O ato golpista de hoje marca, na minha opinião, um novo momento na estratégia de mobilização bolsonarista, que se tornou um grande problema para a democracia brasileira.
Vem que é fio 🔌
1) Eu já cobri muitos atos bolsonaristas desde 2018, mas a de hoje teve aspectos inéditos. Pela 1ª vez, não foi preciso nenhuma convocação de figuras públicas do bolsonarismo. Nem Bolsonaro, nem os filhos, nem os deputados e senadores estavam pautando publicamente isso.
2) A mobilização para os atos ocorreu quase exclusivamente por meio de correntes de WhatsApp e Telegram. Guarde essa informação porque é importante. E elas eram bem específicas.
3) Dezenas de milhares de pessoas foram para as portas de quarteis. E não foram só os radicais, alguns nazistas, como em SC. Tinha muita gente normal no Rio. O perfil esteve bem distante dos atos de Copacabana: gente velha, rica e abertamente fascista.
4) Em comum, essas pessoas foram completamente capturadas pelo sistema de comunicação fechado do bolsonarista. Articulam apps de mensagem, YouTube e etc. Não pode ler jornal, nem ver TV. Até a Jovem Pan tinha "se rendido ao sistema" por causa das demissões dessa semana.
5) Essa rede não só se vende como suficiente para o público ficar "bem informado", como demoniza qualquer informação que venha de fora -imprensa, influencers não alinhados. Tudo. Vemos nos grupos que qualquer pensamento independente é reprimido, muitas vezes até com expulsão.
6) É um comportamento típico de seita: os participantes fazem um pacto de silêncio e são compelidos a se fechar para o mundo. Ao mesmo tempo, é claramente um movimento articulado e com comando central. Não fosse assim, as mensagens não seriam tão coerentes entre si.
7) As mensagens de convocação tinham instruções bem diretas: nada de menções a Bolsonaro, só chamar o golpe de "intervenção federal", não manifestar pautas abertamente golpistas, como fechamento do STF.
8) E as pessoas atenderam. As camisas e bandeiras do "mito" sumiram, os ataques ao STF baixaram de tom e o canto "intervenção federal" era constante. Não houve ênfase em ataques à imprensa. Não ouvi nenhuma vez cantarem "Globo lixo", algo que era regra nos protestos até aqui.
9) Muitos presentes eram evangélicos, por exemplo. Gente humilde e totalmente capturada por essa rede. Estão desesperados porque foi vendido que a derrota de Bolsonaro era, literalmente, a vitória do diabo. No vídeo abaixo, mulheres rezam e falam em línguas em frente ao CML.
10) Como não podia entrevistar ninguém para não ser exposto, fiquei bem atento às conversas nas rodinhas. Acreditam no fechamento de igrejas, satanismo e etc. Como sabemos, isso foi dito à exaustão por pastores e padres que fizeram campanha aberta nos templos religiosos.
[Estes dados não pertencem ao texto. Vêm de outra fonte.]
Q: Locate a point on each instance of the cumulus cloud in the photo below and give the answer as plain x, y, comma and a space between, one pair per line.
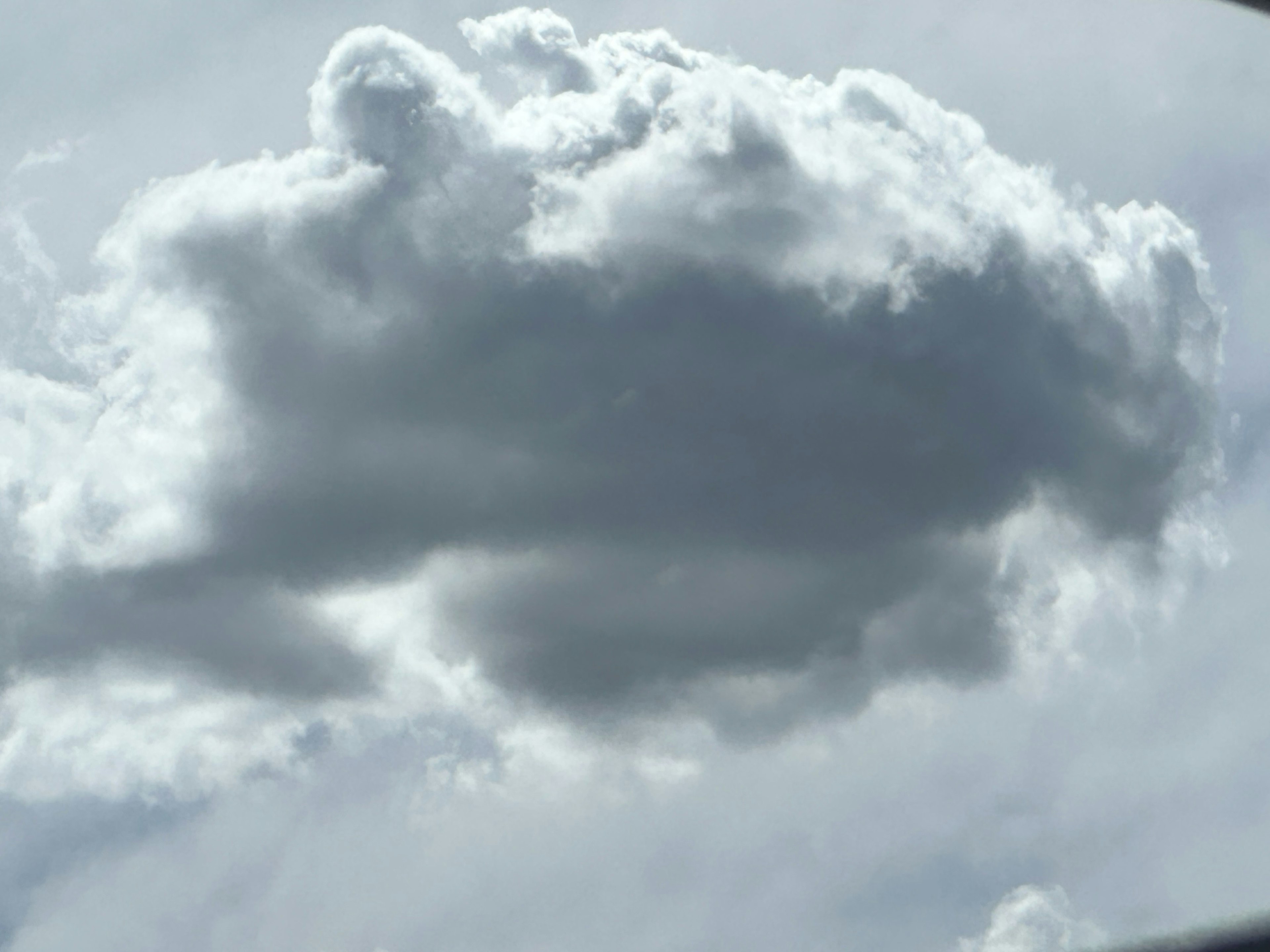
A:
675, 381
1033, 920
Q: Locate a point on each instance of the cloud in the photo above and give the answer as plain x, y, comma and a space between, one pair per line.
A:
1033, 920
675, 382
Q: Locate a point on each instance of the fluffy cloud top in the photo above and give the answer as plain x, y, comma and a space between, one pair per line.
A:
677, 382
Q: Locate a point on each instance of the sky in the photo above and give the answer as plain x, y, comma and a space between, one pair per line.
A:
633, 476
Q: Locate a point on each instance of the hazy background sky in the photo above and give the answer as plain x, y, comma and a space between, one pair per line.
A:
248, 794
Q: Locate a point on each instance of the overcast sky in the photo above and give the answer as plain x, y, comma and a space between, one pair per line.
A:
633, 476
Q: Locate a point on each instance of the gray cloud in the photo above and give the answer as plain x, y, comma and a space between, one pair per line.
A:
709, 373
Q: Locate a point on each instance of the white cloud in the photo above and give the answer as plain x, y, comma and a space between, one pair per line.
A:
1034, 920
679, 386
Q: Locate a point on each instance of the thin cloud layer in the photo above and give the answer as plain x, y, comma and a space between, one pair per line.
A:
680, 384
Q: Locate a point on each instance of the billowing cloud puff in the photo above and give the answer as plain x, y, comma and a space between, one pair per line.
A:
675, 381
1033, 920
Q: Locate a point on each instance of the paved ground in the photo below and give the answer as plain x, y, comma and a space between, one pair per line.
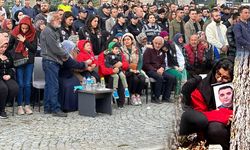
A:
133, 127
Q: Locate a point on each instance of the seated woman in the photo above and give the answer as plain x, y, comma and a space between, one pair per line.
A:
8, 86
68, 98
201, 115
86, 53
106, 72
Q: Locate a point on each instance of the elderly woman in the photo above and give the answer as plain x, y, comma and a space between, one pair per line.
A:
135, 75
200, 114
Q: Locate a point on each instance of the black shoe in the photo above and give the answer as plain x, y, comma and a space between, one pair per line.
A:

11) O ambiente de desinformação é terreno fértil para teorias da conspiração. Muitas pessoas estavam convictas de que "eles" tinham cortado a internet. A realidade: tinha muita gente e, como todo mundo sabe, nessas ocasiões fica quase impossível usar a internet do celular.
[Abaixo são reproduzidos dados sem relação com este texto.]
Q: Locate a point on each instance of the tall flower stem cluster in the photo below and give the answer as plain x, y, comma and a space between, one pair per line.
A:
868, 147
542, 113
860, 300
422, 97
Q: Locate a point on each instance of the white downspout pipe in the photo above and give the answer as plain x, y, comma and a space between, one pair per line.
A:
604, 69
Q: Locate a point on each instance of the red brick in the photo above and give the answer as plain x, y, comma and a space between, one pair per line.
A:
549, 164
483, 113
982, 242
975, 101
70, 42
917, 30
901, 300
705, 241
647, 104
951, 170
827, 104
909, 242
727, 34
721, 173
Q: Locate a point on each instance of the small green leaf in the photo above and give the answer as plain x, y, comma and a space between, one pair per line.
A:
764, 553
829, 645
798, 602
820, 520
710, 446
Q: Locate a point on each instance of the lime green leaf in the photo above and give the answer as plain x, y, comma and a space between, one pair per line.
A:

12) Nos grupos de famílias e amigos, notei que sempre havia uma espécie de competição para mostrar que estava "mais bem informado" que os demais. Na prática, isso consiste em repetir mais campanhas de desinformação e com base nesse caldo de cultura, formular suas próprias teorias
13) A mobilização e coesão do movimento de hoje não dependeu de Bolsonaro, seus filhos e aliados publicamente falarem dele, inclusive usando a mídia tradicional. Dessa vez, as pessoas cobriram ou rasparam o nome de Bolsonaro do material que levaram porque a orientação era essa.
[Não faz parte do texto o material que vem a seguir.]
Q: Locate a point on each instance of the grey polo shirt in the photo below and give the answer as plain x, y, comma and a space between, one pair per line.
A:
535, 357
14) São atos menores do que já vimos o bolsonarismo realizar? Sem dúvida, mas as pessoas realmente acreditam que vão conseguir um golpe de Estado. Há até a crença, com base nas correntes, que se a mobilização durar 72 horas haverá respaldo legal para o Exército agir.
15) Aqui as pessoas estavam eufóricas comemorando porque o boato de que Bolsonaro havia decretado a tal "intervenção federal". Surgiu no WhatsApp, arrisco dizer que com o objetivo de reverter a desmobilização causada pelo temporal que caía nessa hora. Muita gente estava saindo.
16) Como disputar a arena democrática com quem está completamente apartado dela? Não sei a resposta, mas hoje vi gente chorar festejando um golpe que não passava de ficção. Esse é o desafio que a democracia brasileira vai precisar enfrentar.
Adendo 1: Gente, eu sei que tem áudio atribuído ao Eduardo Bolsonaro circulando nos grupos. Eu falei que não rolou PUBLICAMENTE. É completamente diferente mandar um áudio apócrifo e falar em discurso transmitido em rede nacional.